P4DP Staff with FGD participants in Suakoko Town, Liberia

The preliminary analysis of emerging data indicates that accessibility, affordability and deep-rooted beliefs in the spiritual might of traditional healers and bush medicines make herbalists a critical component of the social puzzle. Reminiscing on the inestimable role played by traditional healers during the Ebola crisis, a participant explained: “Herbalists (traditional and spiritual healers) played major roles during the Ebola crisis. Ebola came with [symptoms] of all the common illnesses that we have here: headache, vomiting, running stomach and rashes. The herbalists were there, [fiercely] battling against it.” They provided social supports in ways that prevented further transmission of the deadly virus.

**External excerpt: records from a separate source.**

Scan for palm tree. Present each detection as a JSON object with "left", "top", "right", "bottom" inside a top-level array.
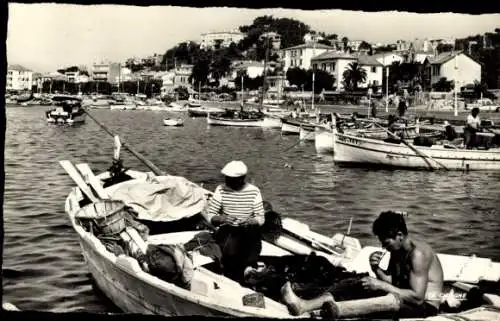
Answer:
[{"left": 342, "top": 62, "right": 366, "bottom": 90}]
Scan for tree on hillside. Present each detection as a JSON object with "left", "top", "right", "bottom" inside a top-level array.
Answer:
[
  {"left": 286, "top": 67, "right": 307, "bottom": 88},
  {"left": 239, "top": 16, "right": 311, "bottom": 50},
  {"left": 342, "top": 62, "right": 367, "bottom": 90},
  {"left": 432, "top": 77, "right": 455, "bottom": 92},
  {"left": 209, "top": 54, "right": 231, "bottom": 82},
  {"left": 359, "top": 40, "right": 372, "bottom": 52},
  {"left": 342, "top": 37, "right": 349, "bottom": 50}
]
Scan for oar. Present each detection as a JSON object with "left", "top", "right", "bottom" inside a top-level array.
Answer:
[
  {"left": 374, "top": 123, "right": 449, "bottom": 170},
  {"left": 83, "top": 108, "right": 165, "bottom": 176}
]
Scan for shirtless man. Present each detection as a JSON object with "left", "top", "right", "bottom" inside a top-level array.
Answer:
[{"left": 282, "top": 211, "right": 443, "bottom": 318}]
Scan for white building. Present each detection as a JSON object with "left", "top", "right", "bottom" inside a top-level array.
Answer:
[
  {"left": 312, "top": 52, "right": 384, "bottom": 90},
  {"left": 6, "top": 65, "right": 33, "bottom": 90},
  {"left": 280, "top": 43, "right": 335, "bottom": 72},
  {"left": 426, "top": 51, "right": 481, "bottom": 88},
  {"left": 200, "top": 31, "right": 245, "bottom": 49}
]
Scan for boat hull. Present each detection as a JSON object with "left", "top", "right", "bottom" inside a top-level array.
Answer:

The qualitative study utilises Key Informant Interviews (KIIs) and Focus Group Discussion (FGD) with traditional healers and service users, in various communities, to understand how they perceive the work of THs in handling infectious disease like Ebola. One of the key challenges besides the deplorable condition of roads in most rural Liberia is the secrecy around the topic, most THs are careful and sometime do not want to release much information about their profession. However, the initial workshop produced a positive results as most of the respondents already understood the objective of the project hence spoke to researchers and provided relevant perspectives. To a larger extent, the team enjoys a warm and cordial reception in each of the communities they have collected data owing to the good work of Local Facilitators. A key unexpected appeal that repeatedly came up in all the communities consulted was the request for the government to mainstream traditional medicine with modern health care system.

In a nutshell, understanding more clearly the role of TH, with particular focus on improving integrative and governance models for the practice, could have a positive impact on health care outcomes in Liberia. Therefore the thoroughness of this study is indispensable.